Lincoln se utiliza de um expediente que, na percepção atual parece jussárica, que era a correspondência pessoal, do própio punho, epistolar, que o identifcava por estilo único. Foi através desse meio manual e usual na época, correspondências levadas por estafetas em lombos de cavalos e carruagens, que Lincoln, já eleito presidente (assumiu o cargo em março de 1861) consegue convencer seus ex-desafetos republicanos a integrar os mais altos cargos do governo: Seward, Chase e Bates.
Doris Kearns vai a detalhes no seu livro, ao âmago da politica norte-americana, lembrando que a trajetória de Lincoln se dá na oposição a um presidente democrata num momento complicado da vida norte-americana, do inicial processo de industrialização do Norte e da tentativa de afirmação do modelo agrícola escravista do Sul. Eleito presidente, demonstra determinação férrea em levar adiante seus pontos-de-vista tanto no enfrentamento da guerra civil visando unificar o país num só território; quanto na Proclamação da Emancipação dos escravos, texto que redigiu do próprio punho.
O livro revela, ainda, o enfrentamento das batalhas entre a União e os Estados Confederados (as sangrentas Bull Run, Spotsyvania, Colt Harbor, Chanccellorsvile, e as decisivias Gettysburg e Vicksburg), as personagens dos dois principais estrategistas militares, os generais de campo Ulysses S. Grant (União) e Robert E. Lee (Confederados), as batalhas sangrentas que aconteceram para conquistar posições estratégicas (Richmond e Atlanta) e a vitória da União depois de milhares de mortos, com a unificação do pais e o perdão dado a Lincoln aos derrotados: "Não quero que ninguém seja punido, tratem todos com liberdade" - foi sua ordem.
A autora, por fim, conta o assassinato de Lincoln no teatro Ford, em Washington, ainda quando comemorava esse feito extraordinário.
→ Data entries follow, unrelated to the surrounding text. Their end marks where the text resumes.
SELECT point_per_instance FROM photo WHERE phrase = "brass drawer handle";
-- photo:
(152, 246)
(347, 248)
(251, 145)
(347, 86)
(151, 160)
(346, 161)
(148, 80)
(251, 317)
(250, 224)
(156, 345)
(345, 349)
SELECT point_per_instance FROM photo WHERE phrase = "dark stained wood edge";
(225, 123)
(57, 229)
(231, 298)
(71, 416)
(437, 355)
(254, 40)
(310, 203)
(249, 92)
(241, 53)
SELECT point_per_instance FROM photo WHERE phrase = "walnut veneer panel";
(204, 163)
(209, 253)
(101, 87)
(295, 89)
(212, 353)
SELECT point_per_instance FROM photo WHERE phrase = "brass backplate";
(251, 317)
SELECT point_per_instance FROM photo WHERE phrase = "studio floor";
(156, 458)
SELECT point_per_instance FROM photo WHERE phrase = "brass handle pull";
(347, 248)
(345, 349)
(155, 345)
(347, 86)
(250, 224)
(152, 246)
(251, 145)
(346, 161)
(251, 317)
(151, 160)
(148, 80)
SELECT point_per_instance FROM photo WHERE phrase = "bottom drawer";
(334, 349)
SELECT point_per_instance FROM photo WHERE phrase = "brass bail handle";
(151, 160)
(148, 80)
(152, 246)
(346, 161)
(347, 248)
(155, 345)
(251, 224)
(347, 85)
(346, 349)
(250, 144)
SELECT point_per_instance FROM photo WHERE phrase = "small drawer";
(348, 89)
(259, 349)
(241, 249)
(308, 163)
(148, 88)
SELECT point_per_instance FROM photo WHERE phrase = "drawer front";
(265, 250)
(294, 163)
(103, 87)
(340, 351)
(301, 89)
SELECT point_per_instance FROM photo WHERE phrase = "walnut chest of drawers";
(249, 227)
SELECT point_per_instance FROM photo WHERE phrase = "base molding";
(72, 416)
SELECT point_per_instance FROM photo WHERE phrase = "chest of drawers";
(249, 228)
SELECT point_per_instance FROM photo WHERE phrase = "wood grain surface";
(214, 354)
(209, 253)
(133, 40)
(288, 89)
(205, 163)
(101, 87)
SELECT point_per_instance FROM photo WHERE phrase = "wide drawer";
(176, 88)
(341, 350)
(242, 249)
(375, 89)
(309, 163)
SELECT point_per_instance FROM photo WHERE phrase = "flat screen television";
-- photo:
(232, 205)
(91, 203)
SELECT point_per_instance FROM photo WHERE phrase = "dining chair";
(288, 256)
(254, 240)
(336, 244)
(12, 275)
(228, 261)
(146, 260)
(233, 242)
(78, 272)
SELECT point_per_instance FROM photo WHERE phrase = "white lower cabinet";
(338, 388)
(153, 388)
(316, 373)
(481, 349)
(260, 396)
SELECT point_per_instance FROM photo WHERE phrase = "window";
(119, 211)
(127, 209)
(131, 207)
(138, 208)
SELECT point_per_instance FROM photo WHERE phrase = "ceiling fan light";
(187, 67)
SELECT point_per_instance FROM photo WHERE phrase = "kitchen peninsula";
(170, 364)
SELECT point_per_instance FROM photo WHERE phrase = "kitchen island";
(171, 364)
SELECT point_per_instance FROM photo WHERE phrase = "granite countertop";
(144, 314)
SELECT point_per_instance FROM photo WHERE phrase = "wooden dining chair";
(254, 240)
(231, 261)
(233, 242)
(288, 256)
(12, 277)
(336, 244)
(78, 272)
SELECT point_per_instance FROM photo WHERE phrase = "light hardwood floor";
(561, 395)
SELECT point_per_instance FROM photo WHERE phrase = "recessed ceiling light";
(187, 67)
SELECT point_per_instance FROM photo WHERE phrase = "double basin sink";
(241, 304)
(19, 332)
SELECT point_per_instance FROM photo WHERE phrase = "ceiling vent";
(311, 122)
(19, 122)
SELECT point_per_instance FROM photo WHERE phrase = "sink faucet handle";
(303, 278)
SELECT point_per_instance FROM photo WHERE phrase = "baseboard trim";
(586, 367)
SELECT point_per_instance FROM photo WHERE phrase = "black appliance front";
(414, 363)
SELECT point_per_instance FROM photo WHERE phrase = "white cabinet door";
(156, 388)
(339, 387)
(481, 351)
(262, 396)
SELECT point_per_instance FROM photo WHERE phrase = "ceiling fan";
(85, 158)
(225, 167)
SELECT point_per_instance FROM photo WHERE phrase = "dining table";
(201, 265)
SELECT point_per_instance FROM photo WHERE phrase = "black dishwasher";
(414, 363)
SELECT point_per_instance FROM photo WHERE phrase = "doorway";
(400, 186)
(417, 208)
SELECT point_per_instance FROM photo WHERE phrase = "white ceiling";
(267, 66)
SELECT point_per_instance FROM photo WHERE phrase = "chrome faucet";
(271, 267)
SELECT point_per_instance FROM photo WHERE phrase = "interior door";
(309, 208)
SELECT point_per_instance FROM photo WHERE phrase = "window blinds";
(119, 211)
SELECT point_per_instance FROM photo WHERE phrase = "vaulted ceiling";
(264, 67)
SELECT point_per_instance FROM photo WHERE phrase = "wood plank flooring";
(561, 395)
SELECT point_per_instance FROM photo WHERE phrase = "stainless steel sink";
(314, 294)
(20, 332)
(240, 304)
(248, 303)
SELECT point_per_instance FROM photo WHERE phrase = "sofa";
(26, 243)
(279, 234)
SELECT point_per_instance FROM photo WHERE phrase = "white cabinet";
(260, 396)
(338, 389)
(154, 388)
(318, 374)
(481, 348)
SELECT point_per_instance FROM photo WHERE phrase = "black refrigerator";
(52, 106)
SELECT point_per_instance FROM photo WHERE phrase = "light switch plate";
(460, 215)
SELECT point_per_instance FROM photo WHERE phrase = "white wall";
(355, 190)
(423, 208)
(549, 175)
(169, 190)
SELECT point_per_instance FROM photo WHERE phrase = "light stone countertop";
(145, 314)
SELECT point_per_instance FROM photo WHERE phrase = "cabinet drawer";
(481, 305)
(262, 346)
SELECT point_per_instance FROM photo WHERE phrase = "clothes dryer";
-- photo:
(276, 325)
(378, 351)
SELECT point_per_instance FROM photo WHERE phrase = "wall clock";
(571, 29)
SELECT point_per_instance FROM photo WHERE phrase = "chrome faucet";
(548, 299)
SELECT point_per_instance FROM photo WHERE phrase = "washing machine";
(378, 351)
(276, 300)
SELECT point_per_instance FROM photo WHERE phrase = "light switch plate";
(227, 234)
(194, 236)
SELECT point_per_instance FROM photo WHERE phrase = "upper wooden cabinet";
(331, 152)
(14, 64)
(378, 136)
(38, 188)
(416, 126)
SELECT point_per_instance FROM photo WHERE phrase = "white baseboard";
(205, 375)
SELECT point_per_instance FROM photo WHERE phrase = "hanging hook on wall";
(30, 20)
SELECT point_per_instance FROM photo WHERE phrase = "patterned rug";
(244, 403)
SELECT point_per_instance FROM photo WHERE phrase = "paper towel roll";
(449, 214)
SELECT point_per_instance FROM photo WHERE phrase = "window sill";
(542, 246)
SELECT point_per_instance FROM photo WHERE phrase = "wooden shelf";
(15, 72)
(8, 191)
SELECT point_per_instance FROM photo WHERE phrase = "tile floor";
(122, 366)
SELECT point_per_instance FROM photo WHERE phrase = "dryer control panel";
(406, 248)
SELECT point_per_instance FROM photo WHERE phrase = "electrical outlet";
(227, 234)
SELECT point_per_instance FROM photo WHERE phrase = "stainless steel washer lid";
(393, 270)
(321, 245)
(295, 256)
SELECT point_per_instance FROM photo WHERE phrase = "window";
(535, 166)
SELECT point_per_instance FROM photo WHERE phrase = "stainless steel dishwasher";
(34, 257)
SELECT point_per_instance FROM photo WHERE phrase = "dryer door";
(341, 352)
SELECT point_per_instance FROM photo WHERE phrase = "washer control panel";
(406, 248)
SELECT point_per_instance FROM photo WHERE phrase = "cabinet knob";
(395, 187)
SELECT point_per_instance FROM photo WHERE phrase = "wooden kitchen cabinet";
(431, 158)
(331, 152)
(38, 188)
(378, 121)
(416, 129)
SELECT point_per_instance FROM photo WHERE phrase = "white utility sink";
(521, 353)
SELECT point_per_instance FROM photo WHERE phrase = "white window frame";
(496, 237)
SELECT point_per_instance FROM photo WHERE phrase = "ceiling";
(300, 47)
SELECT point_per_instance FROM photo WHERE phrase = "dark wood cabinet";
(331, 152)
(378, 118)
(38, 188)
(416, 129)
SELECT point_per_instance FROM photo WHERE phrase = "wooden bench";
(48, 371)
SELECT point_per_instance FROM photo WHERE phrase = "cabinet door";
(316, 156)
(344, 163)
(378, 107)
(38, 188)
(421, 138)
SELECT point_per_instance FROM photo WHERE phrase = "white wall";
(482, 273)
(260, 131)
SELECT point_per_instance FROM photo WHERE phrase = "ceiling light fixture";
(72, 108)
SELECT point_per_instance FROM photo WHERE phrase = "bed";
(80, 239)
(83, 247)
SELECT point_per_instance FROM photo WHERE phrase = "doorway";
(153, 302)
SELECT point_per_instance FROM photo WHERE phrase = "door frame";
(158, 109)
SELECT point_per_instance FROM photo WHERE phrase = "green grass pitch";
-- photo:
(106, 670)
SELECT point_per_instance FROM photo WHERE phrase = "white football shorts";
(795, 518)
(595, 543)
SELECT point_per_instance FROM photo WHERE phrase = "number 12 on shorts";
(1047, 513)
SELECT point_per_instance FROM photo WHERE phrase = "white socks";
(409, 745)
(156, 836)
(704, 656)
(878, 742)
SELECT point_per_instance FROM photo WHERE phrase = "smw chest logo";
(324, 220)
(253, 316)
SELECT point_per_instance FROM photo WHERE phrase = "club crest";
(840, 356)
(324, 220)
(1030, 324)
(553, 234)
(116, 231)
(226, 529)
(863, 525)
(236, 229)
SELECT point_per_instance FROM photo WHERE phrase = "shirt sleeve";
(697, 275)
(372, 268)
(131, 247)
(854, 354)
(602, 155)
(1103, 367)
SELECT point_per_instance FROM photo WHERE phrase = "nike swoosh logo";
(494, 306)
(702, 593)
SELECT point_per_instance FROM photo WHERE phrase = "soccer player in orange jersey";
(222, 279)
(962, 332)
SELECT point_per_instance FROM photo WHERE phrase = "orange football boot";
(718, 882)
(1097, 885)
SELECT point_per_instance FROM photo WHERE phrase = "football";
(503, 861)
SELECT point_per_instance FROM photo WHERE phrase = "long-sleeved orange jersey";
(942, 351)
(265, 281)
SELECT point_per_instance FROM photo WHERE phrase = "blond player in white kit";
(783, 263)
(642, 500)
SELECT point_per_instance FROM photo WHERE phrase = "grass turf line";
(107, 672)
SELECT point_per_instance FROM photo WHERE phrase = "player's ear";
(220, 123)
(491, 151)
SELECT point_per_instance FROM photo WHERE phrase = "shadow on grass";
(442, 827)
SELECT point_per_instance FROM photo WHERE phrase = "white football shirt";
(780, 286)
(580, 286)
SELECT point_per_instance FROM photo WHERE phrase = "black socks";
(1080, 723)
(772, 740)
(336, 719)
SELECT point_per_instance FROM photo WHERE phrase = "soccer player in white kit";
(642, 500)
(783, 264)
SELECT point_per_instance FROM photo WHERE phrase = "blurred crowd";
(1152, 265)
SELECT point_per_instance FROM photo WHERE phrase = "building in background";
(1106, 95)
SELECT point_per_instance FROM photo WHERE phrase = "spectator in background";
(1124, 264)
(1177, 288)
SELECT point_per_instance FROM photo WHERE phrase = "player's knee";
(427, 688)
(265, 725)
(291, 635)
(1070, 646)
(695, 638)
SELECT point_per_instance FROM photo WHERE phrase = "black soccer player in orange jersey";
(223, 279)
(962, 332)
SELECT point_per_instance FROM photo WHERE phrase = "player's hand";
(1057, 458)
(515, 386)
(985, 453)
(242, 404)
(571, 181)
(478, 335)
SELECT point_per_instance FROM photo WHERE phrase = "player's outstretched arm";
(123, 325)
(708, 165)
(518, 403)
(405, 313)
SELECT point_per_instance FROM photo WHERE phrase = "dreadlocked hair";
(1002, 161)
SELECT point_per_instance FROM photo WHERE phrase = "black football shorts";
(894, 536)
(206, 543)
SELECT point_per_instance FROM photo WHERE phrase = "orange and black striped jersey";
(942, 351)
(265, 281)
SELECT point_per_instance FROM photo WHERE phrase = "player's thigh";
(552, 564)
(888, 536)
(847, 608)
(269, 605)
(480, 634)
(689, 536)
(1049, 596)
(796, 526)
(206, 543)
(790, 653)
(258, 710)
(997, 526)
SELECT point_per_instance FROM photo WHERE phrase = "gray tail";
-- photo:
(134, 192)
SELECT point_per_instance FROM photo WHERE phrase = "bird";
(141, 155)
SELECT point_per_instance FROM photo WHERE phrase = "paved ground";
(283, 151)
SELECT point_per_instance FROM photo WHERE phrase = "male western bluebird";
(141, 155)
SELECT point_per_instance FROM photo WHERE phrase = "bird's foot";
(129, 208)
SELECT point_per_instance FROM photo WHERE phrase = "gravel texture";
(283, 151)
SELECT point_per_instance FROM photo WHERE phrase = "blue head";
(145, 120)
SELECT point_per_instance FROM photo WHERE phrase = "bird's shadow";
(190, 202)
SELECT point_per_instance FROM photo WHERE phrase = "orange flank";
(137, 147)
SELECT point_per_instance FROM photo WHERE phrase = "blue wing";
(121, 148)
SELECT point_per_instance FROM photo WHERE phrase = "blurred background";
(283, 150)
Para quem deseja conhecer parte da história dos Estados Unidos trata-se de um belissimo documento, recheado de lances politicos e estratégias militares, os confrontos pelo poder e a capacidade que teve Lincoln de lidar com os homens, entendendo que na luta para salvar a União havia um propósito maior do que abolir a escravidão, que era a capacidade dos norte-americanos se governarem como um único povo.